Agent Brain: A Code-First RAG System for AI Coding Assistants

Agent Brain architecture showing three-index RAG system with BM25, vector, and graph search pathways

Learn how Agent Brain's three-index RAG architecture and AST-aware code chunking deliver superior code search for AI coding assistants. Includes Claude Code plugin integration. Works with Gemini, Codex, Copilot, and OpenCode as well.

Why Generic RAG Fails for Code Search

Picture this: you're debugging an authentication issue at 2 AM. You ask your AI assistant, "Show me the login flow." It returns documentation about HTTP methods and a random config file. The actual authentication code? Buried in chunk 47 because the RAG system split your authenticate() function across three fragments.

This isn't a quirk. It's a fundamental design flaw.

Retrieval-Augmented Generation (RAG) has transformed how AI systems access knowledge. By retrieving relevant documents before generating responses, RAG enables assistants to work with up-to-date, domain-specific information that wasn't in their training data. Most RAG systems treat all content as text, using the same chunking strategy for documentation, blog posts, and source code.

This approach works fine for prose. It fails spectacularly on codebases.

Consider what happens when a generic RAG system processes a Python file:

def authenticate(user, password):
    """Verify user credentials against the database."""
    if not user:
        return None
    hashed = hash_password(password)
    return verify_credentials(user, hashed)

def hash_password(password):
    """Hash password using bcrypt."""
    return bcrypt.hash(password)

A text-based chunker might split this at line 4, right in the middle of the authenticate function. The result? Two chunks that make no sense individually. The function signature sits in one chunk. The return statement sits in another. When you search for "authentication logic," neither chunk provides the complete picture.
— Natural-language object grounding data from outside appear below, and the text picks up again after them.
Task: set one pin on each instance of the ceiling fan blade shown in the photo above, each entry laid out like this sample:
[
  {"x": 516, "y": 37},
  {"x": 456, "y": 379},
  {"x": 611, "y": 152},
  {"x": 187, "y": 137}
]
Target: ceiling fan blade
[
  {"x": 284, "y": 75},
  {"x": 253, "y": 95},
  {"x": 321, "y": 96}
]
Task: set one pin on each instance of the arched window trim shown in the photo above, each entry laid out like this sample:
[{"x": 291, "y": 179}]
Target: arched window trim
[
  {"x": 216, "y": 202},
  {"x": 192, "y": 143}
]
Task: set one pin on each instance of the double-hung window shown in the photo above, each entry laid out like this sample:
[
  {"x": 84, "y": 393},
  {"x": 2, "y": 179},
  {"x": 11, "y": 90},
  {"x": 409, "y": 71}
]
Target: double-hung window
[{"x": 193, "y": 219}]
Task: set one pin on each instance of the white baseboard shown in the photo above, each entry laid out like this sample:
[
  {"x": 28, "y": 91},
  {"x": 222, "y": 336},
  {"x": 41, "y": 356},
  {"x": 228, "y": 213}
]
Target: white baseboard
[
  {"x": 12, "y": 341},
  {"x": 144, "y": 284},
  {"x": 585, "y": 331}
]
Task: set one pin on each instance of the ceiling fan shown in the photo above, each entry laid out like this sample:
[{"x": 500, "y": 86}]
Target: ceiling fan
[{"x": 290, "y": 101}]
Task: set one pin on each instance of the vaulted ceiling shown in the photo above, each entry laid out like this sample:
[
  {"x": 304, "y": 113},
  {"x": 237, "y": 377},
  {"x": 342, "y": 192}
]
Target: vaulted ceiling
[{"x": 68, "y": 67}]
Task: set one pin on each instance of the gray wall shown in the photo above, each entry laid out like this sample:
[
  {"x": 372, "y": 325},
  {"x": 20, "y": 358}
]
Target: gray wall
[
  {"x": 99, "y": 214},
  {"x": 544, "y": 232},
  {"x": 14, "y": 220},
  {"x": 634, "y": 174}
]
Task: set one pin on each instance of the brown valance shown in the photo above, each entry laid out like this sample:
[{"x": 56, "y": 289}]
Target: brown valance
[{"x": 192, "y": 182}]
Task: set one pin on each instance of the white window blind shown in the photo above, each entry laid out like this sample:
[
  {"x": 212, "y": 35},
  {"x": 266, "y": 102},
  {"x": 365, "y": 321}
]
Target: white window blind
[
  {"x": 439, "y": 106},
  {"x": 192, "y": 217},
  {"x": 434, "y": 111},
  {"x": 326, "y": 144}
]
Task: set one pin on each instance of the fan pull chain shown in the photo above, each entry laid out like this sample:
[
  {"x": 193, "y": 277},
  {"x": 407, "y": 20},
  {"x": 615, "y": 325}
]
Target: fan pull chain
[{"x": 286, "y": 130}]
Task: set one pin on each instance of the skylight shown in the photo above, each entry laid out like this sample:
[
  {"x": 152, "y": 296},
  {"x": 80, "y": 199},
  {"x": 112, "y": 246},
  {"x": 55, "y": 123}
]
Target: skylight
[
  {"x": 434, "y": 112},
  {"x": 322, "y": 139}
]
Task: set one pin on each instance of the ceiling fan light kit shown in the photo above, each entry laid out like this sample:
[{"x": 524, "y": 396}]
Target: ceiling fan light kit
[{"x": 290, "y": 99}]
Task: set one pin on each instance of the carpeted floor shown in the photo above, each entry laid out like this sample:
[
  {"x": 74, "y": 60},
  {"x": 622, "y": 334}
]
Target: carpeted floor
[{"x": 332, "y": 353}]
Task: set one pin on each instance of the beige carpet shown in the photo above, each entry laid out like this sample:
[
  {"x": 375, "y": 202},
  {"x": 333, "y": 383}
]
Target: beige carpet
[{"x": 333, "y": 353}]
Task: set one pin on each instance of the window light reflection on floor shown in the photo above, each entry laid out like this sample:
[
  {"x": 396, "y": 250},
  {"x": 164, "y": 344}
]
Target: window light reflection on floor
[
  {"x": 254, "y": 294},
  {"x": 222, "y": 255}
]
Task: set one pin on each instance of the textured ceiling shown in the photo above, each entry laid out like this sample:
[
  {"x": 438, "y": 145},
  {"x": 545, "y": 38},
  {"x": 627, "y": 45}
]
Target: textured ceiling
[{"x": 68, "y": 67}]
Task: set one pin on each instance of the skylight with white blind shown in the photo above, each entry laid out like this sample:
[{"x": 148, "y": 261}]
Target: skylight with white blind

Understanding the Root Cause

What the Problem Is: Generic RAG systems use fixed-boundary chunking (character counts or token limits) that ignores code structure. A 500-token limit might split a function, class, or conditional block at arbitrary points.

Why This Happens: Text-based chunkers were designed for natural language, where sentence and paragraph boundaries align with semantic meaning. Code has different semantic units: functions, classes, methods, and modules. These boundaries are syntactic, not lexical.

When This Breaks: The failure mode appears most dramatically when:

Functions span multiple chunks (partial logic retrieval)
Class definitions fragment (missing methods or inheritance)
Context gets lost (imports separated from usage)

Trade-offs of Text Chunking:

Pro: Simple to implement, works for any content type
Pro: Predictable chunk sizes for embedding models
Con: Destroys semantic meaning in structured content
Con: Produces incomplete, misleading code snippets

Generic RAG systems have three fundamental problems with code:

Broken semantic boundaries: Functions split mid-body lose their meaning
No structural awareness: Import relationships, class hierarchies, and call graphs are invisible
Single search mode: Either keyword matching OR semantic search, not both

Agent Brain solves all three.

Agent Brain RAG Architecture Overview

Agent Brain is a RAG system built specifically for AI coding assistants. It combines a Claude Code plugin, a FastAPI server, and three specialized indexes into a unified search platform.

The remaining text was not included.